Ali baba and the ashrafis
Most of us have heard the famous tale of Ali baba from the Arabian Nights. Ali baba was a poor man who lived by selling firewood. Once he overheard some robbers who was going to hide their looted treasure in a secret cave. Ali baba sneaks into the cave, and sees heaps of gold and silver and other treasures, but he wisely take nothing but "ashrafis":
"When he stood within the cave, its door had closed upon him, yet he was not dismayed, since he had kept in memory the magical words, and he took no heed of the precious stuffs around him, but applied himself only and wholly to the sacks of ashrafis."
(translated by Sir Richard Burton, 1850)
So what are the ashrafi's? They are gold dinars, weighting 3.38 grams, their diameter was 16.8 mm. They are named after Sultan Ashraf Barsbay of the Mamluk dinasty, who ruled Egypt for nearly 150 years. They are also called "Circassian" Mamlukes because the group originated in the Caucuses.

I don't quite understand Ali baba's enthusiams for the ashrafi dinar, since it seems that Sultan Ashraf Barsbay actually devaluated the dinar, which was made from pure gold. In 1425 AD, Sultan Ashraf issued a decree to stop using pure gold in money production, and he collected and re-mint the gold dinars with different weights, to match that of the Venetian ducat, the prevalent gold trade coin of the day. Until then the dinar had always been a gold coin of approximately 4.25 grams, modeled after the Byzantine solidus.
Modern islamist historians see a western influence in this change. And the islamic gold dinar, today's bullion gold coin of the islam world, produced by the Islamic Mint, weights 4.25 g just as the old dinar, before the ashrafis.
A note about the translator, Sir Richard Burton. He was an interesting figure with an adventurous life, look up his name in Wikipedia. He traveled a lot in the Arabian world, he got even to Mecca, disguised as an arabian merchant. He had some interest in coins, as it is evident from his book "First footsteps in East Africa". In this book he writes about his voyage to Harar, a small emirate in today's Ethiopia.

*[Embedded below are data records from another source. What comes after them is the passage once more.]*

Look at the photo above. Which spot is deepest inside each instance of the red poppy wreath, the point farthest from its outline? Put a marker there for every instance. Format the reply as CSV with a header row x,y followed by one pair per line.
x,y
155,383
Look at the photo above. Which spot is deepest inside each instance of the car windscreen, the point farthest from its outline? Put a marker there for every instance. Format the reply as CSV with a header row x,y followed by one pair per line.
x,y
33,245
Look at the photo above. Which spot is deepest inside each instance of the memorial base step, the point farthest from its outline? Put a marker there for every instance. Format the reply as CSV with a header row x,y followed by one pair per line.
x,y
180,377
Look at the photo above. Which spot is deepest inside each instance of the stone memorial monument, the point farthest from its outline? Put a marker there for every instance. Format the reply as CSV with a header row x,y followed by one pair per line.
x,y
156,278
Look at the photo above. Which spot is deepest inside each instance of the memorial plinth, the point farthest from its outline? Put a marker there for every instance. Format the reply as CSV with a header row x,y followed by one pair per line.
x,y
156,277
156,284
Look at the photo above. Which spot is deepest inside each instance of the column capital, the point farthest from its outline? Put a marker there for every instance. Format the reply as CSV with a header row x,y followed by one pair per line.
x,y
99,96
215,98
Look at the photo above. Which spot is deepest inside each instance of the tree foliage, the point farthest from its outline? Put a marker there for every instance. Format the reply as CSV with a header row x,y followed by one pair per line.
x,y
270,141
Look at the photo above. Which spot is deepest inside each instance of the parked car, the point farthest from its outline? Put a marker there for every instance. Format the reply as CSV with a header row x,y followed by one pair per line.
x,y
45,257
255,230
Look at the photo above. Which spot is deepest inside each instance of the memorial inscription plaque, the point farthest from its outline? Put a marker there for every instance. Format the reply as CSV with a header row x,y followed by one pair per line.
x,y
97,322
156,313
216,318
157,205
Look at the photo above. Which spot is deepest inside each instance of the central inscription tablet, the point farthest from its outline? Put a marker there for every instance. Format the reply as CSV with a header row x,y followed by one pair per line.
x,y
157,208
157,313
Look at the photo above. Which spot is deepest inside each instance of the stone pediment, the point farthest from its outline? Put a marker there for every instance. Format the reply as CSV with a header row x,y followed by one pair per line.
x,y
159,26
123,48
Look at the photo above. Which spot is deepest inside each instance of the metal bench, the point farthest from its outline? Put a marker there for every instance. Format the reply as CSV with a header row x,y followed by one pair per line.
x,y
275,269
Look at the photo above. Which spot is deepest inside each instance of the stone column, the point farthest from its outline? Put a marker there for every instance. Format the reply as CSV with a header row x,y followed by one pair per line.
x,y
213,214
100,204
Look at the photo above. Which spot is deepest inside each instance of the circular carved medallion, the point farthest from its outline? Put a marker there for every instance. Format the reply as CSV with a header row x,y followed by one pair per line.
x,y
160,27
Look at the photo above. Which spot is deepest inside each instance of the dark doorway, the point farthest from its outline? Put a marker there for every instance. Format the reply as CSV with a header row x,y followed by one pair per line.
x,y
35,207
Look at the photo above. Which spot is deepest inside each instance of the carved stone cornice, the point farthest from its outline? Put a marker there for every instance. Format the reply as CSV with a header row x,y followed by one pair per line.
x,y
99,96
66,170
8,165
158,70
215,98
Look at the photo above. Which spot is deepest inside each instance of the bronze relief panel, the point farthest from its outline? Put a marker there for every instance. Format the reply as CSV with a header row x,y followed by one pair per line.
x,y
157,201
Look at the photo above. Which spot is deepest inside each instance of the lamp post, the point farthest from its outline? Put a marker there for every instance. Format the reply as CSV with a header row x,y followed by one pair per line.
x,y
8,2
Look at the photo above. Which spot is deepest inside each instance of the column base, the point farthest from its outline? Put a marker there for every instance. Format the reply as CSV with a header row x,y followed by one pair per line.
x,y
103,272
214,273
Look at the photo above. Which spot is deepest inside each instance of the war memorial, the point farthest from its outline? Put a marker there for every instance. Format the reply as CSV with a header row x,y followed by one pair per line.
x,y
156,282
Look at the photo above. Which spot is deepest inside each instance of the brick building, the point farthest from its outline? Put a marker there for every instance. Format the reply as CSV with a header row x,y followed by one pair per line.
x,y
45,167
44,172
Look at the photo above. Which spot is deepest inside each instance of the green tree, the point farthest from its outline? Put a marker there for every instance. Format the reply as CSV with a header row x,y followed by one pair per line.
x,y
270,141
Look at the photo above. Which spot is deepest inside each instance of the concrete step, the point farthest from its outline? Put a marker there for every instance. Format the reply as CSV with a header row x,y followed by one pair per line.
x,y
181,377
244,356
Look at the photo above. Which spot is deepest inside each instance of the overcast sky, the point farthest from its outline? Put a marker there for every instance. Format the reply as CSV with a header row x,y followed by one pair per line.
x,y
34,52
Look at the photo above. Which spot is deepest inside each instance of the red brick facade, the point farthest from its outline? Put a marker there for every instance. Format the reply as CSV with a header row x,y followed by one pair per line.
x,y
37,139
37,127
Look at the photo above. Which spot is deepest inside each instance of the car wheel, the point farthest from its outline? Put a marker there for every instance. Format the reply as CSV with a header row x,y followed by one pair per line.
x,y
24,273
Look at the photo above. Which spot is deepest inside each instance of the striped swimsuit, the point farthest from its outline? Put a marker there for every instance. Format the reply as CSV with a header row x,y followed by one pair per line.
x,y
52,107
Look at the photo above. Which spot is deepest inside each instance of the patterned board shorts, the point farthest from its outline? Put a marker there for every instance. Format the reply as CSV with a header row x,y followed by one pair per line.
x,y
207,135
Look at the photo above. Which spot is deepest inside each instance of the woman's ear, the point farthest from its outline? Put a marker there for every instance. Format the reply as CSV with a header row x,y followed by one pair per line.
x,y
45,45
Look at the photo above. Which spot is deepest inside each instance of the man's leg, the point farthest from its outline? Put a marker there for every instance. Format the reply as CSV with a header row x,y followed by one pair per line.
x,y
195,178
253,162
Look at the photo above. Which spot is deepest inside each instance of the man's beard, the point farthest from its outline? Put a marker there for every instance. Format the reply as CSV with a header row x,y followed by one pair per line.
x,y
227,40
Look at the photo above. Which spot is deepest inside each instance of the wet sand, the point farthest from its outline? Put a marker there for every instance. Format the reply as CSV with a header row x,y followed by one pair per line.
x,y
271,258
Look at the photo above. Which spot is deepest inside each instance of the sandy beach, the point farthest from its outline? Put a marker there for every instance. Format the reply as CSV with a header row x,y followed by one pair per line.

The only specie current in Harar is a diminutive brass piece called Mahallak - hand-worked and almost as artless a medium as a modern Italian coin. It bears on one side the words: Zaribat el Harar, the coinage of Harar. On the reverse is the date, A H. 1248. The Amir pitilessly punishes all those who pass in the city any other coin.
Lieut. Cruttenden remarks, "The Ashrafi stamped at the Harar mint is a coin peculiar to the place. It is of silver and the twenty-second part of a dollar. The only specimen I have been able to procure bore the date of 910 of the Hagira, with the name of the Amir on one side, and, on its reverse, 'La Ilaha ill 'Allah.' " This traveller adds in a note, "the value of the Ashrafi changes with each successive ruler. In the reign of Emir Abd el Shukoor, some 200 years ago, it was of gold." At present the Ashrafi, as I have said above, is a fictitious medium used in accounts.